Baly 'Tadala': 23 milhões de pedidos (Baly/Divulgação)
Repórter de Negócios
Publicado em 13 de fevereiro de 2026 às 12h18.
Última atualização em 13 de fevereiro de 2026 às 18h05.
A ordem na Baly, empresa de energéticos do sul de Santa Catarina, é inovar.
A fabricante de energéticos do sul de Santa Catarina já colocou nas gôndolas sabores como champanhe, tropical spritz e caipirinha. A estratégia é clara: gerar curiosidade antes mesmo de falar de preço.
Mas nenhum lançamento fez tanto barulho, tão rápido, quanto a aposta para o Carnaval de 2026.
O Baly sabor “tadala” saiu como edição temática e virou assunto nacional em dias.
Em 25 dias, a empresa recebeu pedidos de venda de 23 milhões de unidades. Segundo a companhia, é o lançamento mais acelerado da sua história.
“Tivemos recordes de pedidos de venda, picos históricos de engajamento digital e um movimento espontâneo do consumidor nas lojas que confirma a força da estratégia”, afirma Dayane Titon Cardoso, diretora Comercial e de Marketing da Baly Brasil.
No TikTok, o termo “Baly Tadala” ultrapassou 2 milhões de visualizações em publicações sobre o produto. No Instagram, gerou milhões de Reels e posts com hashtags relacionadas, segundo a empresa.
Durante o Carnaval, tem dominado mais de 60% dos assuntos mais comentados nas redes, de acordo com dados internos da marca.
O produto surfou uma onda que já estava formada. Nos últimos anos, a palavra “tadala” deixou o ambiente farmacêutico e virou gíria associada a energia e disposição, presente em músicas, memes e conversas informais.
Foi essa a justiticativa da Baly para criar um energético "sabor tadala".
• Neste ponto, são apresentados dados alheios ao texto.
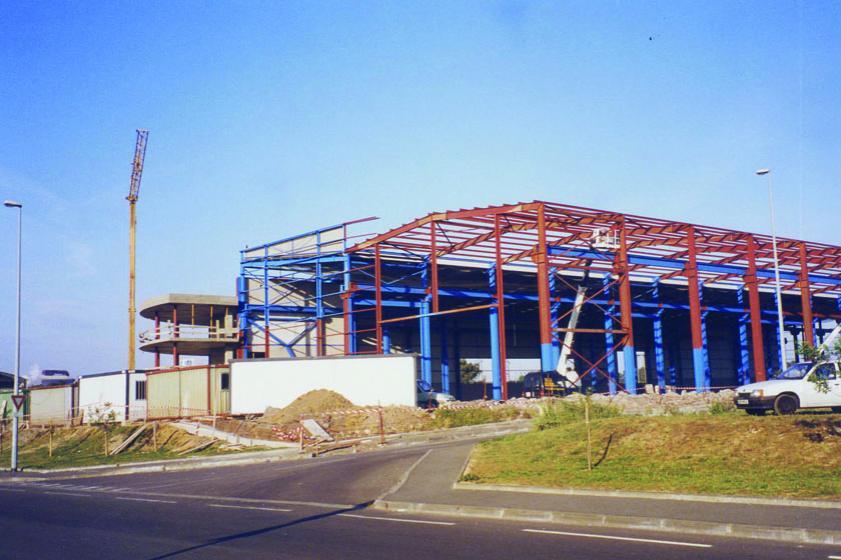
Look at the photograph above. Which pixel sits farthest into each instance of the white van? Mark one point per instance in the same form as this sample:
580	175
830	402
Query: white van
793	389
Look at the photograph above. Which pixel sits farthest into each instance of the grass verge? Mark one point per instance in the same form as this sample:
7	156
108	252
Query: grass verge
733	454
85	446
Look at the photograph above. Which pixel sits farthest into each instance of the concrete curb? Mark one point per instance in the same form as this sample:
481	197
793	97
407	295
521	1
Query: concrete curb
782	534
706	498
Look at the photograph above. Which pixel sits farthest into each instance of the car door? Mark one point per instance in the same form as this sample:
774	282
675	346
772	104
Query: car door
813	397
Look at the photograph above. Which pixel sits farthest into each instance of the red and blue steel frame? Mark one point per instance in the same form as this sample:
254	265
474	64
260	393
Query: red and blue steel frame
528	235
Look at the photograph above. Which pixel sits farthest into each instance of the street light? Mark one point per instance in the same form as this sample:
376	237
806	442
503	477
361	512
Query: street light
767	173
19	206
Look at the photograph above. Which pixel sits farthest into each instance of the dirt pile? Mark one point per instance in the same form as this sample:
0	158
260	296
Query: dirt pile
313	402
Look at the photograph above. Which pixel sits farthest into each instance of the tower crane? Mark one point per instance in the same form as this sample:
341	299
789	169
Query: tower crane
133	193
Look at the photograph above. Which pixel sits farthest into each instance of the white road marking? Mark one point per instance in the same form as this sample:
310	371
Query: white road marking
69	494
614	538
147	500
248	507
395	519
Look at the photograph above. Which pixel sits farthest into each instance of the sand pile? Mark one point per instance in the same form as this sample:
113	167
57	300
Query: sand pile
314	402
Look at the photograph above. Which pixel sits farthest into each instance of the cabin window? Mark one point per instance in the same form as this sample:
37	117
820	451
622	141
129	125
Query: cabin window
140	390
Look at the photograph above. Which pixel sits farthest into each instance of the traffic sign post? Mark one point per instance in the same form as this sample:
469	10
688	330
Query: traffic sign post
18	401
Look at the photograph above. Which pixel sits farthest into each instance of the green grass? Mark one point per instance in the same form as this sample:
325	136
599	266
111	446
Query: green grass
722	453
85	446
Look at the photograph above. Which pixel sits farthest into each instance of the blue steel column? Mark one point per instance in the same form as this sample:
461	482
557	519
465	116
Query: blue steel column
704	340
445	361
496	369
744	350
350	320
780	341
555	309
387	340
610	348
242	317
695	319
659	357
319	300
425	330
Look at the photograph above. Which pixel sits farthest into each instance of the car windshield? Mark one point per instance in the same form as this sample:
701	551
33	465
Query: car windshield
795	371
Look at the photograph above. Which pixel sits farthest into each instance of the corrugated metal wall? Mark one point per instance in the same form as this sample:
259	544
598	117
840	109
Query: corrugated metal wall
185	392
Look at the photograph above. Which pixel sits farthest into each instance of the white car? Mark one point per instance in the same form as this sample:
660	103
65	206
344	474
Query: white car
794	389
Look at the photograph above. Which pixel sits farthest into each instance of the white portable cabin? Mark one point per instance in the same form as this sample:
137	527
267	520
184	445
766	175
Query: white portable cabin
122	393
53	404
364	380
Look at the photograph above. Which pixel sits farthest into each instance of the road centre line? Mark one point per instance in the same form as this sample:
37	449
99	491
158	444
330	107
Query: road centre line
615	538
248	507
146	500
396	519
69	494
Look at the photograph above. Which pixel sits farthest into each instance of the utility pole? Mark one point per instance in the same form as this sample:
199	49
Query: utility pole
134	192
16	390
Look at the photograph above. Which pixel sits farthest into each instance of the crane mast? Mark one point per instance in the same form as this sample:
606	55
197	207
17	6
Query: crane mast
133	194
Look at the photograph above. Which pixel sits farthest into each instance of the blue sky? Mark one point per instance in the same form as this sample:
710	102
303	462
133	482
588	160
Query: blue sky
271	118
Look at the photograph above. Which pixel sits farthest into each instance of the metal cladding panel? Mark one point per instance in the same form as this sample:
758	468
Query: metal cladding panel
101	395
364	380
51	405
162	394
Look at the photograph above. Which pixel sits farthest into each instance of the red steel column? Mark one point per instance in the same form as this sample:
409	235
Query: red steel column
626	311
806	297
157	337
500	303
755	313
378	291
695	326
176	359
433	265
546	351
346	321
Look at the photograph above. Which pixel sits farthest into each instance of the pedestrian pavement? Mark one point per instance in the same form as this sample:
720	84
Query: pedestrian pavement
432	482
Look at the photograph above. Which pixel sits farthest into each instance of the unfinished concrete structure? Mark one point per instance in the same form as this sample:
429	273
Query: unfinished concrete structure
190	325
658	302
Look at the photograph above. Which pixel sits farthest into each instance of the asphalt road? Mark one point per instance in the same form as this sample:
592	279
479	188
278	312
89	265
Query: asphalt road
308	509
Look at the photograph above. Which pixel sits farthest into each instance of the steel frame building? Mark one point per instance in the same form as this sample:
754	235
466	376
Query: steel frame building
516	269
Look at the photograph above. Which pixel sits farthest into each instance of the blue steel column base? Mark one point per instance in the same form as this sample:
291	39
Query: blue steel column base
630	358
547	354
699	369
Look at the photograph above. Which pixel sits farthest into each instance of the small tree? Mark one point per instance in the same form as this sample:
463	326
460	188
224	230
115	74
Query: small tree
469	371
104	417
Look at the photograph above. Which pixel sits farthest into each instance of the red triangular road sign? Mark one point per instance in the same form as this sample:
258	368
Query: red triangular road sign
17	400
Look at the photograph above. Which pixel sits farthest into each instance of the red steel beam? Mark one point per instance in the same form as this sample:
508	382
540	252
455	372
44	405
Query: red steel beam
755	313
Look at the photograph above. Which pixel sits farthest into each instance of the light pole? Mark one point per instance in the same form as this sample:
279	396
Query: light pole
783	361
19	206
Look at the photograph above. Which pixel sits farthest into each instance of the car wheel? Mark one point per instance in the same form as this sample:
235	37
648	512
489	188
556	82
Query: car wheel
786	404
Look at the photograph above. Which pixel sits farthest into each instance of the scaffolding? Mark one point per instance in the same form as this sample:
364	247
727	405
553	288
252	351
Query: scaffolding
328	293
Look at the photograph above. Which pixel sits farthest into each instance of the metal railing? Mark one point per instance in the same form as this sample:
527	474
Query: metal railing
202	332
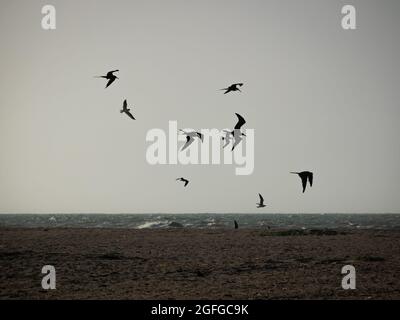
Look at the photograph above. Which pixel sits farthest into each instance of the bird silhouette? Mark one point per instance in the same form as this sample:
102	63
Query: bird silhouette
261	204
183	180
190	138
110	77
236	133
126	110
233	87
305	175
228	137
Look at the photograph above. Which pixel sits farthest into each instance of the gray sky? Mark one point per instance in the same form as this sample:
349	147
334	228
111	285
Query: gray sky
319	98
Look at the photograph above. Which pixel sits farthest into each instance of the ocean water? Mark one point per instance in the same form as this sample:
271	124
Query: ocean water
203	221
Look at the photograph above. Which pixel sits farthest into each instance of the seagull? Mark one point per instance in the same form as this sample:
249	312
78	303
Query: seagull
233	87
227	138
126	110
110	76
236	133
261	204
190	138
183	180
304	176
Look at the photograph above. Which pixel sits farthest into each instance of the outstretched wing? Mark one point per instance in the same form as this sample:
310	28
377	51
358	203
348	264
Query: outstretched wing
304	182
111	73
189	141
130	115
110	81
201	136
240	122
237	139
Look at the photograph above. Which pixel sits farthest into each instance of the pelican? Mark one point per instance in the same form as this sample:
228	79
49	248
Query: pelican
305	175
126	110
261	204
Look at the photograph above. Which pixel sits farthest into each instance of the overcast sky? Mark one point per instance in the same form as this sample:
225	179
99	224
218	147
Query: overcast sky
318	97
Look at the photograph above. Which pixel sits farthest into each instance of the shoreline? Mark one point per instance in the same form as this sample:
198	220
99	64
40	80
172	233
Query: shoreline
181	263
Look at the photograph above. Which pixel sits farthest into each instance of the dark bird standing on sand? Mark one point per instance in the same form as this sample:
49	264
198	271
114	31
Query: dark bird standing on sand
183	180
126	110
190	138
233	87
261	204
304	175
236	133
110	76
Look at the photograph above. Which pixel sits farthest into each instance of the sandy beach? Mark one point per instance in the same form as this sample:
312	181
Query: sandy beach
198	264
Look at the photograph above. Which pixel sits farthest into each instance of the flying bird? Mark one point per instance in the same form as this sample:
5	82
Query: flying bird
261	204
126	110
110	76
183	180
233	87
228	137
236	133
190	138
305	175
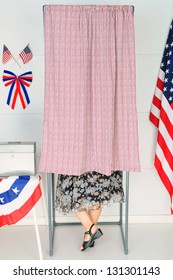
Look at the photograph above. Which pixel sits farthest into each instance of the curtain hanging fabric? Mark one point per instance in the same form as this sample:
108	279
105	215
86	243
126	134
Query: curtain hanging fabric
90	117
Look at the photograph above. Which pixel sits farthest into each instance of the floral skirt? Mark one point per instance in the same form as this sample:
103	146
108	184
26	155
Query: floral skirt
88	191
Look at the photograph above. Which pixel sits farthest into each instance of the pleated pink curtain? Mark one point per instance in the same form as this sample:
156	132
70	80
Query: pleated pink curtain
90	118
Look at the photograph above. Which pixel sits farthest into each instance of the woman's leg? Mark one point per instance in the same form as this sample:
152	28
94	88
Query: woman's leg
86	221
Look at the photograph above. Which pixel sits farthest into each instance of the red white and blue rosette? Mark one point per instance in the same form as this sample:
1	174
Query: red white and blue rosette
18	195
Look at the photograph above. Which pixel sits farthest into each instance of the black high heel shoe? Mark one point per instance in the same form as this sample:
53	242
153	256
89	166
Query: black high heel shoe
96	235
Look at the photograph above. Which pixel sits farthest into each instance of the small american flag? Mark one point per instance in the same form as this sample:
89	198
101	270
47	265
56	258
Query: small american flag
26	55
161	116
6	55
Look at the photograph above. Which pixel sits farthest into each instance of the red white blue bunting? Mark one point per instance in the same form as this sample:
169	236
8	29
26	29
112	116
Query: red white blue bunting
18	195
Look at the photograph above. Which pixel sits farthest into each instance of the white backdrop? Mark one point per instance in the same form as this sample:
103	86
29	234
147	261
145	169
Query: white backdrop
21	23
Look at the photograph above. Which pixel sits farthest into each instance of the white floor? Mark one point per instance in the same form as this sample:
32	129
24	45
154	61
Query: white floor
146	241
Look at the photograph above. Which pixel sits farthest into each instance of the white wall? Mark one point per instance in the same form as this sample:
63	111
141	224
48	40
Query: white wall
21	23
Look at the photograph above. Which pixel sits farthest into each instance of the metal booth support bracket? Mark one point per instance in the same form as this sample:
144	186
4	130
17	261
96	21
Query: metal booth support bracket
51	213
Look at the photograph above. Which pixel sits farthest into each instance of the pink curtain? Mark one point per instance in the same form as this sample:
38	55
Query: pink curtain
90	118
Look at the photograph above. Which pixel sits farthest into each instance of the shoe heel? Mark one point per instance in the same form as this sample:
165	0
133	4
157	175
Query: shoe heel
92	244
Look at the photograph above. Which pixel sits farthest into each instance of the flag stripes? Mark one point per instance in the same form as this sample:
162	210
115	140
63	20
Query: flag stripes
161	115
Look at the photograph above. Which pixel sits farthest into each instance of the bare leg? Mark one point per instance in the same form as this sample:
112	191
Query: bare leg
86	221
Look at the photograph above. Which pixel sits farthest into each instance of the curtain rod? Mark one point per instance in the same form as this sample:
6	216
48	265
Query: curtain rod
48	5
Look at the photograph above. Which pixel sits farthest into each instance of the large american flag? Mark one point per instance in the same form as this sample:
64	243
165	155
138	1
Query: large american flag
161	116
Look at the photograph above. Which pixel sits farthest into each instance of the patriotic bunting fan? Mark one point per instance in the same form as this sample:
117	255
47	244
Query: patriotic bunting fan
18	195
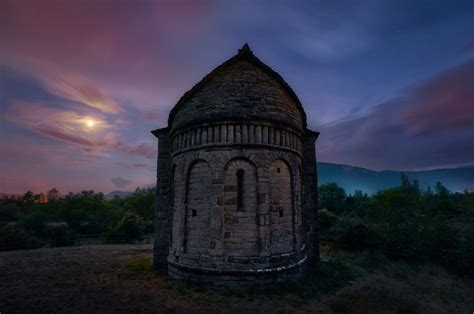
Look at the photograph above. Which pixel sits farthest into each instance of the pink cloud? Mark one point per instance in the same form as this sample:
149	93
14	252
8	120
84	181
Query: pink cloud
72	128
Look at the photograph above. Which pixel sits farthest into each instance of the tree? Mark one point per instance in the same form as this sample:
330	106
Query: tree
53	194
132	226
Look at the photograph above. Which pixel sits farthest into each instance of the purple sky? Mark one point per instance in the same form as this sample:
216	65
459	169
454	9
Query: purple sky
389	84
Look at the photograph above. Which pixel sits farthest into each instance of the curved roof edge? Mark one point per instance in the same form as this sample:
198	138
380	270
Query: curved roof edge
244	53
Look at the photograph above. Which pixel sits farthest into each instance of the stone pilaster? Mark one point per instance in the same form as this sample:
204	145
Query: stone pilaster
310	194
163	200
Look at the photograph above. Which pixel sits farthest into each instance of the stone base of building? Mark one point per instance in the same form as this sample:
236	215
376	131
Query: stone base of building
238	279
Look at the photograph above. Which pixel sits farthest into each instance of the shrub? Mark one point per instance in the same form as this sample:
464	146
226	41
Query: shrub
132	226
14	238
62	235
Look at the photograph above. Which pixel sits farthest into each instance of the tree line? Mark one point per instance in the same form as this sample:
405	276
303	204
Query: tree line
404	222
27	219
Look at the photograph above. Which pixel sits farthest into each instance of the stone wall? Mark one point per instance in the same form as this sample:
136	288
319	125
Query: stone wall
242	239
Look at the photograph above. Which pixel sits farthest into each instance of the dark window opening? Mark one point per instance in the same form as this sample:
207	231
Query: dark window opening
240	189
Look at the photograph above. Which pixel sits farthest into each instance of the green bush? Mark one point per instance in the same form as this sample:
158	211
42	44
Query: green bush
131	226
15	238
62	235
326	220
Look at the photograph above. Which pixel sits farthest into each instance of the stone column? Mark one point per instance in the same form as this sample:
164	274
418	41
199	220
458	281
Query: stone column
163	201
310	194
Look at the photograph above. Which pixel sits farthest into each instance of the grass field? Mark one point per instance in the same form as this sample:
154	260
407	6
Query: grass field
119	278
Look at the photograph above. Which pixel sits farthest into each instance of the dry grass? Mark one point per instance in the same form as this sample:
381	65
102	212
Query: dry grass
118	278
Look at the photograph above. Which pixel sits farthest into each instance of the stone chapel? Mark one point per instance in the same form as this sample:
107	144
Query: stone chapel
236	180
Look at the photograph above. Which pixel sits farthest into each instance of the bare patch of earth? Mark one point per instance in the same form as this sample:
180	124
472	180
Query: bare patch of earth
118	278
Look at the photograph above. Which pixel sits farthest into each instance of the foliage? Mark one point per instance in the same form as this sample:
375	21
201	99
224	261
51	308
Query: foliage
404	222
132	226
14	238
62	218
62	235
A Baly afirma, porém, que o produto não tem qualquer componente farmacológico. Segundo Dayane Titon Cardoso, a empresa segue todas as normas sanitárias e de rotulagem e deixa claro ao consumidor que se trata de uma bebida energética.
O sucesso veio acompanhado de polêmicas.
“Campanhas publicitárias que flertam com a medicalização do consumo recreativo exigem reflexão, responsabilidade e atenção das autoridades sanitárias e da sociedade. Medicamento não é produto de entretenimento, não é acessório de festa e não deve ser tratado como brincadeira. Medicamento não é brincadeira, nem mesmo no Carnaval”, disse o Conselho de Farmácia.
Segundo a Baly, a ideia não é falar do medicamento, mas do aspecto cultural do termo "tadala". A Baly diz que em rodas de amigos, expressões como “toma um tadala” já eram usadas de forma informal para falar de ânimo.
A empresa apostou nesse código cultural para criar identificação imediata.
O efeito foi além do digital. Consumidores passaram a procurar o produto nas lojas, gerando fluxo no varejo. A escassez inicial reforçou a sensação de exclusividade típica de lançamentos sazonais.
“Todos os nossos produtos são completamente regulares e não contêm fármacos. A proposta faz referência ao significado cultural que a palavra ganhou socialmente, não a medicamento”, afirma Dayane Titon.
A executiva diz ainda que as fórmulas são segredo industrial, mas incluem extratos naturais como guaraná e catuaba dentro dos limites previstos em lei.
A empresa reforça que apoia o debate sobre possíveis confusões entre alimentos, bebidas e medicamentos e defende consumo responsável.
O lançamento acontece num momento de avanço da Baly no mercado de energéticos.
Dados do painel ScannShare, da Scanntech, enviados pela Baly, mostram que, em 2025, a empresa superou a Red Bull em todos os meses do ano e liderou o mercado nacional em volume de vendas em quatro deles: março, abril, julho e dezembro. Em dezembro, atingiu 34,9% de participação, contra 30,3% da Monster.
A empresa tem quatro parques fabris em Santa Catarina, mais de 1.500 empregos diretos e mais de 30 sabores de energéticos, nove deles sem açúcar. Também atua em cervejas, bebidas proteicas, isotônicos e suplementos vitamínicos infantis, além de exportar para países como Argentina, Paraguai, Estados Unidos e Irã.